En las enciclopedias está todo. Juan José Millas, que es gran devoto de ellas, recomienda siempre que se busque en el Espasa el artículo muerte: páginas y páginas de letra diminuta en las que se examinan todas las acepciones y todas las posibilidades del hecho de morir, tan horribles en su severidad teológica y en su detallismo médico como un largo informe forense. Borges decía que una gran parte de su literatura no habría existido sin la Enciclopedia Británica. Yo la consulto siempre, a veces para obtener algún dato que me hace falta en mi trabajo, pero sobre todo por el simple gusto de encontrar cosas, historias de países y mapas de ciudades, relatos de exploraciones, biografías de gente desconocida para mí, de oscuras celebridades menores que habrían desaparecido definitivamente en el olvido si no fuera por la hospitalidad generosa de las enciclopedias. El Espasa, la Enciclopedia Británica, el Gran Larousse, le permiten a uno la sensación a la vez tranquilizadora e inquietante de poseer al alcance de la mano un resumen del universo: todas las cosas, todas las palabras, todas las vidas, parecen estar ahí, delante de nosotros, dóciles a nuestra mano y a nuestra mirada, clasificadas, detenidas, salvadas de la confusión y el desorden de la realidad exterior.

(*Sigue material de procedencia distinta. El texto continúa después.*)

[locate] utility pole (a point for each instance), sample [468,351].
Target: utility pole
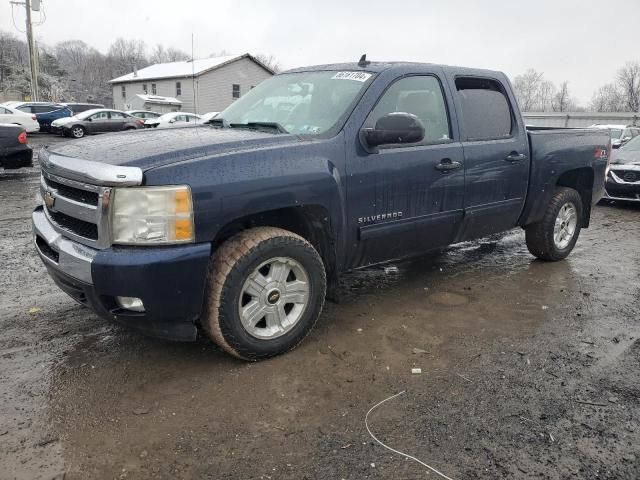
[31,43]
[33,54]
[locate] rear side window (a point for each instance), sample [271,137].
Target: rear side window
[486,113]
[43,108]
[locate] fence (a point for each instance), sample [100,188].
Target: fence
[579,119]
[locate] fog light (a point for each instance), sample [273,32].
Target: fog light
[130,303]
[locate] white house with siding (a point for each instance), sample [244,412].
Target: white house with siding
[198,86]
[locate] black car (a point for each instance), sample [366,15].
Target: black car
[14,151]
[77,108]
[623,179]
[46,112]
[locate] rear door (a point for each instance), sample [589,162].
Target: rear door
[401,199]
[496,154]
[117,121]
[99,122]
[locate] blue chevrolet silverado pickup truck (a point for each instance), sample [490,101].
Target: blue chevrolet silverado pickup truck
[241,228]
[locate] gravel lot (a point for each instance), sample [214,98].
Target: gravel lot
[529,370]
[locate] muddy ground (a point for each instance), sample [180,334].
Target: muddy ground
[529,370]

Pero ahora otra enciclopedia ha venido a agregarse a las queridas enciclopedias del pasado, tan anacrónicas en el fondo, tan monumentos dinosáuricos de la edad de la imprenta. A través de la misma pantalla donde escribo estas palabras ingresaré si quiero en ella dentro de unos minutos, con sólo teclear unas claves de acceso: no está en el papel, no ocupa, como las otras, un pesado lugar en el espacio, no tiene orden ni clasificación posible, se renueva y se agita a cada momento, está en cualquier parte y en ninguna parte, me permitirá viajar en décimas de segundo a cualquiera de las ciudades cuyas fotos he visto en las otras enciclopedias, conversar con un desconocido en el otro extremo del mundo, comprarme un libro en Hong Kong, reservar una habitación de hotel en Brasilia, leer las páginas deportivas de un diario de Sidney. Adicto a las enciclopedias, inevitablemente me dejo atrapar por la enciclopedia y la malla infinita de Internet, pero también me doy cuenta del riesgo de su hechizo, que es el mismo, en el fondo, de las palabras impresas, de las imágenes planas del cine. Apago el ordenador, algo mareado, salgo a la calle, y el primer golpe del aire frío y el sol de la mañana me despejan, me despiertan, me abren los ojos a la hermosa enciclopedia instantánea de la vida real.